Shanna gemetar karena marah, “Mengapa kamu selalu berpikir untuk bermalas-malasan dan bergantung pada orang lain? Tidak bisakah kamu bergantung pada dirimu sendiri sekali saja?”
“Tapi bukankah setiap ahli sihir bergantung pada rekan timnya? Kekuatan seorang ahli sihir hanya mencakup satu aspek, tidak bisa mencakup semuanya seperti sebuah tim.” Stingham berbicara seolah itu hal yang normal.
Shanna menarik napas dalam-dalam dan bertanya, “Lalu, bagaimana jika rekan satu timmu mengorbankan diri mereka sendiri? Bagaimana jika kamu perlu mengambil peran dan ada seseorang yang perlu kamu lindungi?”

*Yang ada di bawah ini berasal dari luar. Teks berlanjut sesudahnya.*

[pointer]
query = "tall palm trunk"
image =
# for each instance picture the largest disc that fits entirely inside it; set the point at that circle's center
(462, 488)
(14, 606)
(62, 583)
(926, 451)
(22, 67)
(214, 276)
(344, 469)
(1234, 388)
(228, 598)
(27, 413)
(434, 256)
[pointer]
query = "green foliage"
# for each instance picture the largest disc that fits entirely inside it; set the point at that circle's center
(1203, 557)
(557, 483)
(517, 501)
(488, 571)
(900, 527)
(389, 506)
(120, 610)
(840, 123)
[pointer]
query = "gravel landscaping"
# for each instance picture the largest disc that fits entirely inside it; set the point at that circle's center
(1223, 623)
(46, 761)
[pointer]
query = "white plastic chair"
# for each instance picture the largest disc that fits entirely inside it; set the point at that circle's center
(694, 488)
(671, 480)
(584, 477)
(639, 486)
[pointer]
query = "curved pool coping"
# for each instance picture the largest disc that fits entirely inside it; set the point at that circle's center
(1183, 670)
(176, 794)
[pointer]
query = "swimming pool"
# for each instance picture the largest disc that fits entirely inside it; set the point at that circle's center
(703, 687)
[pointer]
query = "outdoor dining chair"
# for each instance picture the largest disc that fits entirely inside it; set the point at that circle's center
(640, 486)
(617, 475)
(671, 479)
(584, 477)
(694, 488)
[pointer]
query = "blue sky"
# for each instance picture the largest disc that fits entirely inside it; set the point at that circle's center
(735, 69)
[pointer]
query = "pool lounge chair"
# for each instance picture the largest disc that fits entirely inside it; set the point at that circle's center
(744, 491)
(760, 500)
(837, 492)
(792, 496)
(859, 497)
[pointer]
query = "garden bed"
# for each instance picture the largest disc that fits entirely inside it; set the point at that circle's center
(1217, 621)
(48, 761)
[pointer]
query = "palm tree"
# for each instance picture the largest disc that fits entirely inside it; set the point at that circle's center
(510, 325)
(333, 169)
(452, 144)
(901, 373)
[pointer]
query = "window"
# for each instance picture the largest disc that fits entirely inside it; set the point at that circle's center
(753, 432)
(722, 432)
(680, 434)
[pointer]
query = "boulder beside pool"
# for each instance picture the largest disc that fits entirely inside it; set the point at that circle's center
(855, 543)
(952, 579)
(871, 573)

“Mustahil. Rekan timku terlalu kuat. Dan Shanna, kau seharusnya tidak mengatakan itu, kau mengutuk Ayrin dan yang lainnya. Jangan katakan itu lagi lain kali.”
Stingham menggerutu, lalu kembali merasa bangga dan mengibaskan rambutnya, “Lagipula, seorang jenius sepertiku sudah bisa menjadi sangat kuat tanpa latihan dan hanya dengan tidur. Bukankah aku hebat?”
“Kau!” Shanna sangat marah hingga ia tak bisa berkata-kata.
Stingham tersenyum dan mengibaskan rambutnya, lalu berpose kemenangan, “Akulah yang paling tampan!”
“Orang ini, apakah dia tidak akan pernah berubah?”
Saat melihat elang lainnya, Moss dan yang lainnya menggelengkan kepala.